Suggestion #1 – Push Down Operations
Data Services can push down SELECT operations to the source database and put them together into one request to the database. These operations include joins, group by, and other common functions. The software also allows you to include aggregations and filters in SQL statements to decrease the size of the data retrieved and processed. The two different types of push down operations are full and partial.

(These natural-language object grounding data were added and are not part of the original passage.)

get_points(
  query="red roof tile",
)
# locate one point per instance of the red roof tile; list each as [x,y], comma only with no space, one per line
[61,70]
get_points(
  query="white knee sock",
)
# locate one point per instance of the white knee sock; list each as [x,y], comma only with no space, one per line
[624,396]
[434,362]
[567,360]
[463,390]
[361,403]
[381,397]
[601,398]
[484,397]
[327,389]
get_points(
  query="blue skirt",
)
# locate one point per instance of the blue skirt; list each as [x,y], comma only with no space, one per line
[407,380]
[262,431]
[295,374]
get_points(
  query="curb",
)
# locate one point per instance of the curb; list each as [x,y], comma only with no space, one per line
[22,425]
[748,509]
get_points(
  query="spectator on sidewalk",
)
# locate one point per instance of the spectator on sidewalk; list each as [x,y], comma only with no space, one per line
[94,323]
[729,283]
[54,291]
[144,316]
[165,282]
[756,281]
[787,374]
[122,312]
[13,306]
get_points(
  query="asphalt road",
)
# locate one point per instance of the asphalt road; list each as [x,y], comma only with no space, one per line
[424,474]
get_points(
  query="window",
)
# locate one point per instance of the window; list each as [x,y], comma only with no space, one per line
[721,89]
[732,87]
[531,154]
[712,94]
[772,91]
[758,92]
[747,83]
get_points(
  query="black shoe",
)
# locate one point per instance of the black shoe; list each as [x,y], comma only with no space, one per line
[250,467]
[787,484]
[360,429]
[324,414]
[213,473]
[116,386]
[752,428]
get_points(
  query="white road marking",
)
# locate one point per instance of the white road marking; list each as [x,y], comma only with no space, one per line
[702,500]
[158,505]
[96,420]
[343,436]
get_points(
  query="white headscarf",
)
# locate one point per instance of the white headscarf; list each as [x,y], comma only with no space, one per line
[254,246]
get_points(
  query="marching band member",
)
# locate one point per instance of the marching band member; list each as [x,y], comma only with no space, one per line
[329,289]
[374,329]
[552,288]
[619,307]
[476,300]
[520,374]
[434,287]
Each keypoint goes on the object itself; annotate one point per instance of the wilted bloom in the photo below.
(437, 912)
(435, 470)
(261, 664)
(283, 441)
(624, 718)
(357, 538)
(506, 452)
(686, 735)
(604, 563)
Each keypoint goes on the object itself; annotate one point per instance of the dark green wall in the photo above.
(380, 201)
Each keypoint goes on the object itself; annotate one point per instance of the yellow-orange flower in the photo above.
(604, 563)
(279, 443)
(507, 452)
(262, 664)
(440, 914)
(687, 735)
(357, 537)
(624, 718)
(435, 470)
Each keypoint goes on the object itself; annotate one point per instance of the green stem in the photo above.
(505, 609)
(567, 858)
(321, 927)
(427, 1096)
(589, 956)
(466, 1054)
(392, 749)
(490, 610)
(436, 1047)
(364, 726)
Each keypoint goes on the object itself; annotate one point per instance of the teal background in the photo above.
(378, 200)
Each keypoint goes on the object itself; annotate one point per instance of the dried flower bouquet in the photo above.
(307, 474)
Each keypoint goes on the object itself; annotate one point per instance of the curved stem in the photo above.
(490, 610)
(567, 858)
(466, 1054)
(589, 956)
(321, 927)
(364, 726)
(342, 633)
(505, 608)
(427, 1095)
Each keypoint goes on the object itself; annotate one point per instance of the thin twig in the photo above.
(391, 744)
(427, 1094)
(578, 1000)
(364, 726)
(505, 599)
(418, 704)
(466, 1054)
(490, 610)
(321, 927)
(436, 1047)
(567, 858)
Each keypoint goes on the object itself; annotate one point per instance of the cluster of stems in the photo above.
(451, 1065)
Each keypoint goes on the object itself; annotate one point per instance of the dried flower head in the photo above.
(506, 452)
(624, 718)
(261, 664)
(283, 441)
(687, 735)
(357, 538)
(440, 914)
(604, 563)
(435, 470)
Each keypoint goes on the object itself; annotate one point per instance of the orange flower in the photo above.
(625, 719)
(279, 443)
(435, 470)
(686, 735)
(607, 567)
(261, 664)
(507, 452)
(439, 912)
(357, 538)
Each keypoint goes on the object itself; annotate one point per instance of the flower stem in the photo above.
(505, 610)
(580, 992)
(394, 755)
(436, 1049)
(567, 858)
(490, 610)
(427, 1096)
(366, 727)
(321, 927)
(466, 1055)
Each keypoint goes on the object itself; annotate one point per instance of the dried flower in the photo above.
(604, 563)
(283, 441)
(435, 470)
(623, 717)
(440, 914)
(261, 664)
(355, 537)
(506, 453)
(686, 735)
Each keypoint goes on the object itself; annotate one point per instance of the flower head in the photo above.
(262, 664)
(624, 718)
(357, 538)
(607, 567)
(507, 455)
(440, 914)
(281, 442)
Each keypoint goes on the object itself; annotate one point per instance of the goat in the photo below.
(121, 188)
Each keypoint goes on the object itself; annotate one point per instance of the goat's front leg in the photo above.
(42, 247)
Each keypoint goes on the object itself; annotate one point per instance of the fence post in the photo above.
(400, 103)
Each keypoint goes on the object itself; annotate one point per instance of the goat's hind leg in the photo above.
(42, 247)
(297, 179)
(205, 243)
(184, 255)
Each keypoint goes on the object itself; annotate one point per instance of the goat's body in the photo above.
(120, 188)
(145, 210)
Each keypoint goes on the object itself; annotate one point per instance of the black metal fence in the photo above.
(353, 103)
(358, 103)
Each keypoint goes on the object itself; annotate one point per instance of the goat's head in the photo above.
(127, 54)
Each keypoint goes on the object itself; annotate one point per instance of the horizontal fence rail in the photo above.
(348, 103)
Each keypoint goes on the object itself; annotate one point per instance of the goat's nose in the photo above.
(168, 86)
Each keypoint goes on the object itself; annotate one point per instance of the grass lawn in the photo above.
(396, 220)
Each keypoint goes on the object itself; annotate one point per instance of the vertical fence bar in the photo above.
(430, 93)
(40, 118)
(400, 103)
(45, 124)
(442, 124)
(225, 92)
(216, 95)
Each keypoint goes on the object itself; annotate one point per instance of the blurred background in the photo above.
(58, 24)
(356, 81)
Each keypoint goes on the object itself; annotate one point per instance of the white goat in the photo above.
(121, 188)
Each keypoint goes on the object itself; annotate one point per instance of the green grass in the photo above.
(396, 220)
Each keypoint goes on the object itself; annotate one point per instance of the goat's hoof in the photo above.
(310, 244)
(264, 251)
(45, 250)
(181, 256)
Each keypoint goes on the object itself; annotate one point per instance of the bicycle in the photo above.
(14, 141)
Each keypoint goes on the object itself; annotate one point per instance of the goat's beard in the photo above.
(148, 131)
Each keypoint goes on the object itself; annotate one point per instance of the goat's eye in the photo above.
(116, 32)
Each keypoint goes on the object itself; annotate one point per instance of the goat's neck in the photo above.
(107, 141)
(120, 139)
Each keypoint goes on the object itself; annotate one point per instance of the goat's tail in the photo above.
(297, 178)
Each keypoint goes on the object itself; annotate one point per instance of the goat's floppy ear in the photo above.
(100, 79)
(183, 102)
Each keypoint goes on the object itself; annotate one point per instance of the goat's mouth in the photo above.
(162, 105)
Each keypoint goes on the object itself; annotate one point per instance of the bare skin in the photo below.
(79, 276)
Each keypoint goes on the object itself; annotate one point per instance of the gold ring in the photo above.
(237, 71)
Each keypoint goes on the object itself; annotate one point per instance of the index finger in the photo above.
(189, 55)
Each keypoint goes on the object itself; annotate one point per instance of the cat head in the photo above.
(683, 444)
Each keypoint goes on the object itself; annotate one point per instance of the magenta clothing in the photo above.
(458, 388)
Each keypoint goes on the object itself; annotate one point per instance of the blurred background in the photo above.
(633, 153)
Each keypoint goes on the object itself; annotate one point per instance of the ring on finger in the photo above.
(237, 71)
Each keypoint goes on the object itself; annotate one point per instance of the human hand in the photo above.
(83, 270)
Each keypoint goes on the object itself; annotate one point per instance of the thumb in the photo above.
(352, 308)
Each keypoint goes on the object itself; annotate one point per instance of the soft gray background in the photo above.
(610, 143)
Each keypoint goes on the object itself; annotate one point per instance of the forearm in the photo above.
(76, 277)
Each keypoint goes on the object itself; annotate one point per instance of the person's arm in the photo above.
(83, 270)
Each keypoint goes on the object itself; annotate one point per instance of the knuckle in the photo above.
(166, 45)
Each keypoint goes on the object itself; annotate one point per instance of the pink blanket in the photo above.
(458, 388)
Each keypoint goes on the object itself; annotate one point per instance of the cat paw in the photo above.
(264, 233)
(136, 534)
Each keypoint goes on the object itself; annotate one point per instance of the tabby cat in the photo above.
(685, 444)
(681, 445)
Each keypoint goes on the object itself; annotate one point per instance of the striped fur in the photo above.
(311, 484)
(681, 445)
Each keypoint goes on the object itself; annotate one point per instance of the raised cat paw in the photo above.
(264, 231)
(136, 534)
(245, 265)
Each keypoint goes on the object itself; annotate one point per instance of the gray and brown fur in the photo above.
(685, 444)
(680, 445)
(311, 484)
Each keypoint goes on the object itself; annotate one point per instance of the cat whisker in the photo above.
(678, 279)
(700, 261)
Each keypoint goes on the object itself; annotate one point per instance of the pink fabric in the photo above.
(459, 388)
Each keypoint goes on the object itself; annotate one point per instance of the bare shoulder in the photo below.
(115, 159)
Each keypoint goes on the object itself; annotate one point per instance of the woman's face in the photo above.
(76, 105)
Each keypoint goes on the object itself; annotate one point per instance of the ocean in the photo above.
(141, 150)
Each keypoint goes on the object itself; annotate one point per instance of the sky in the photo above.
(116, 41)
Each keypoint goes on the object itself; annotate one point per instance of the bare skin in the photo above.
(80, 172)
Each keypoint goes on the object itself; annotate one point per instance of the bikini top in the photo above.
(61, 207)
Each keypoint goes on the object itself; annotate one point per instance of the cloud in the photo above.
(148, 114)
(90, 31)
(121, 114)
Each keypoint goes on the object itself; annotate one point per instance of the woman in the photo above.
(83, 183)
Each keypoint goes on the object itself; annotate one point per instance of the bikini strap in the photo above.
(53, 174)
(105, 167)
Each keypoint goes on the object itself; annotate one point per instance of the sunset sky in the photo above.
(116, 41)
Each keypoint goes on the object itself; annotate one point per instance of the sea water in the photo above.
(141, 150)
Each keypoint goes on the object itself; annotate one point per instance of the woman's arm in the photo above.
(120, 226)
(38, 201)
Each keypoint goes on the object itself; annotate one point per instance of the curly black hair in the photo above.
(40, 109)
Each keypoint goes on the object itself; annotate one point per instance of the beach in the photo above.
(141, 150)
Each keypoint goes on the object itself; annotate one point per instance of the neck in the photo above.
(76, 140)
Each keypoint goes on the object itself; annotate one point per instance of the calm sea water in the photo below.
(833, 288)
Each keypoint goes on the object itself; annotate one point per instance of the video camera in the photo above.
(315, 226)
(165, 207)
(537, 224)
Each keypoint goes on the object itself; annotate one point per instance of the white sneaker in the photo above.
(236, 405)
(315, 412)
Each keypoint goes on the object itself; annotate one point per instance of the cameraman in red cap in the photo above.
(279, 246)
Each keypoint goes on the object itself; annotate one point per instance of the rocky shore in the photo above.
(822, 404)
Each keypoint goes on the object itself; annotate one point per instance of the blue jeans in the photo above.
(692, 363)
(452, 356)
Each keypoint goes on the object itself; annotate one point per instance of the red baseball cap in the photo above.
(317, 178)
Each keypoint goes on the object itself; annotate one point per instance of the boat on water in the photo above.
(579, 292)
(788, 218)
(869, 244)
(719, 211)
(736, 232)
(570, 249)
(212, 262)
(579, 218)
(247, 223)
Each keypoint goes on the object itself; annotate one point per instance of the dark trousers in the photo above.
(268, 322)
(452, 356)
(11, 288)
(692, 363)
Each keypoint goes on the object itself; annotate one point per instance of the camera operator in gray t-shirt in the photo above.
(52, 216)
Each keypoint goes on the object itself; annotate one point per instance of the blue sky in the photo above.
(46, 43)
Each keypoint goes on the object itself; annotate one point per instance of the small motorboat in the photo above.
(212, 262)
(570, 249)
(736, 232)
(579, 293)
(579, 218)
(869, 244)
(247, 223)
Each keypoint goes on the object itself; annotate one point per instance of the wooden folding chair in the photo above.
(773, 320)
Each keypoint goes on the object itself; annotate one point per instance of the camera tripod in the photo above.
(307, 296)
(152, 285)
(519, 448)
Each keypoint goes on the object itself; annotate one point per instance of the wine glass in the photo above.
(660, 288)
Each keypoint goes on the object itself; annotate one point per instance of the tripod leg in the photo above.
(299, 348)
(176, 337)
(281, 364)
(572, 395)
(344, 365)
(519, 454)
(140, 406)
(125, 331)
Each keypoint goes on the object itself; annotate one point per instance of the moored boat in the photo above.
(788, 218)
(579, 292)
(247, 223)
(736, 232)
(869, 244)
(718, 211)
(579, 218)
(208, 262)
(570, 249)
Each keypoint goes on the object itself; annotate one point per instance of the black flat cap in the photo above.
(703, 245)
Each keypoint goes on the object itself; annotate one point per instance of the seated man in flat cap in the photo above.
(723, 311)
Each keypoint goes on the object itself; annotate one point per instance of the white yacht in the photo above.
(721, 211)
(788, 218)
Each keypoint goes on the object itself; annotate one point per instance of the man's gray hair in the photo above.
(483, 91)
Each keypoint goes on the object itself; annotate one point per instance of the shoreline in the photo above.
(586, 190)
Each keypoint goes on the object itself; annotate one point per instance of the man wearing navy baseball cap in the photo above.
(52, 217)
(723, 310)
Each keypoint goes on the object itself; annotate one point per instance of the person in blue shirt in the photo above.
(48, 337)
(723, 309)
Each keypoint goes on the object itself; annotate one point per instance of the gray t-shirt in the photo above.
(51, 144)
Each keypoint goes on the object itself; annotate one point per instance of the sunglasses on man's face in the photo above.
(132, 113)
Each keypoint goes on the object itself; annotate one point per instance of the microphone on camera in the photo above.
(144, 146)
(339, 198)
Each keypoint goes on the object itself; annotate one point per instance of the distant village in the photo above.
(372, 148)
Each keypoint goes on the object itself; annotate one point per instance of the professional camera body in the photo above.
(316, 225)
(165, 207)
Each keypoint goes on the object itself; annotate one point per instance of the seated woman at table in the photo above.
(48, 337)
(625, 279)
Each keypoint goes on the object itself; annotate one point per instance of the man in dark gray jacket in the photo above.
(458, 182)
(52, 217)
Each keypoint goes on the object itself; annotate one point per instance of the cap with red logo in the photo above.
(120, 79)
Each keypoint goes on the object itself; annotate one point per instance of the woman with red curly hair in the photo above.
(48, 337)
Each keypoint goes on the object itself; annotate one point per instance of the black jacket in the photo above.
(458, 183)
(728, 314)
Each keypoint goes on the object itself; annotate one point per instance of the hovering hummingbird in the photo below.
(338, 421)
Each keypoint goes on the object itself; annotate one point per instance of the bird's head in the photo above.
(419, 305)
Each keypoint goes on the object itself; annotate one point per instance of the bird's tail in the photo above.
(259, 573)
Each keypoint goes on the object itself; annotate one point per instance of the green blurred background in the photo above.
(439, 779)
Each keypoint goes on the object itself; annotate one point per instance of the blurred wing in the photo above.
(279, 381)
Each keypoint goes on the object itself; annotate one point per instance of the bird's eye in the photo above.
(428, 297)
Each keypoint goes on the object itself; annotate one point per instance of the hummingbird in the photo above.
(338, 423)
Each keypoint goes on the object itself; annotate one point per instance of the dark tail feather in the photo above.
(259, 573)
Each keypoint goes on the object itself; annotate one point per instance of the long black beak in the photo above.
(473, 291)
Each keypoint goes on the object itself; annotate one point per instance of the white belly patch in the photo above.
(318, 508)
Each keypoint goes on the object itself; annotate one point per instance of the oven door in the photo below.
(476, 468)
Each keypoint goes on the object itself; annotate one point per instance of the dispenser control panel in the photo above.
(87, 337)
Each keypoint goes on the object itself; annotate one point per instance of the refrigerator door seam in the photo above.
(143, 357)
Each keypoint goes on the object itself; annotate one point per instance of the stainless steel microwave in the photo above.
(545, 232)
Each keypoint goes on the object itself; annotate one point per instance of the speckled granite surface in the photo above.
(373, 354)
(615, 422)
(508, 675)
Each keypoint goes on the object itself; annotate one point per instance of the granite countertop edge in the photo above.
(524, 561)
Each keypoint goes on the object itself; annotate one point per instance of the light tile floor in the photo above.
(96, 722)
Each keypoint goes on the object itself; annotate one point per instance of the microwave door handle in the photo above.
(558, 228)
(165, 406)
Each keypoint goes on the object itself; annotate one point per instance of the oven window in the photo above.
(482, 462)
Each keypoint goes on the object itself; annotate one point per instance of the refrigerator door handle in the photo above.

A full pushdown operation exists when the application can push down all of the transform operations to the databases and there is a direct data stream from the source to the target database. These two databases (source and target) must either reside in the same data store, reside in data stores that have database links, or reside in data stores that have linked remote servers. SAP Data Services can still execute a partial push down to just the source database if a full push down is not possible. Examples of partial operations are aggregations, distinct rows, filtering, joins, ordering, projection, and functions correspondent to the source database.
Unfortunately, there are operations that Data Services is not able to push down to the source database. Examples of these are expressions with functions that do not exist within the source database, operations including triggers, join operations between sources existing on different servers without database links, and any other transform than a Query.
Suggestion #2 – Caching
Caching data can greatly improve performance of transformations of data that take place in memory. This strategy reduces the amount of calls made to the database to retrieve data. The two different types of caches in SAP Data Services are In-Memory and Pageable cache. The default cache type is pageable cache. The in-memory cache option is a good technique to use when you are only processing a small dataset that will fit into memory and the pageable cache option is a good option if the dataset will exceed the available memory limit.
Suggestion #3 – Parallel Execution
SAP Data Services is able to handle data extraction, transformation, and loading in parallel. The application accomplishes this by parallel options for sources, transforms, and targets. Data flows and workflows can also execute in parallel when not connected in the workspace. The Parallel process threads option is an example of these settings. The best practice for adjusting this number is to set the option to the number of CPUs on your Job Server computer.
Suggestion #4 – Distributed Execution
SAP Data Services accomplishes distributed execution by breaking a data flow into separate sub data flows and utilizing additional memory from various gigabytes of memory or from another computer. As an example, if your computer has six gigabytes of memory, you could have three sub data flows executed using distribution with two gigabytes associated with each sub data flow. This feature allows SAP Data Services to distribute operations that are CPU and memory intensive such as joins or grouping. This leads to better memory management and job performance. The Run as separate process option breaks the data flow into various sub data flows.
Other Performance Tuning Techniques
Join rank settings and array fetch size are two other techniques to consider when improving job performance in SAP Data Services. The join rank dictates the order in which sources are coupled. Sources with higher join ranks are joined before sources with lower ranks. The default for join rank is zero and this setting requires it to be a non-negative integer. The array fetch size setting controls the amount of data retrieved from a source database per request. Increasing this number will also increase the amount of data retrieved from a source database per request. SAP Data Service will automatically retrieve 1000 rows of data and the option’s maximum is 5000 bytes.
I hope you find these strategies helpful and useful when developing integration jobs using SAP Data Services.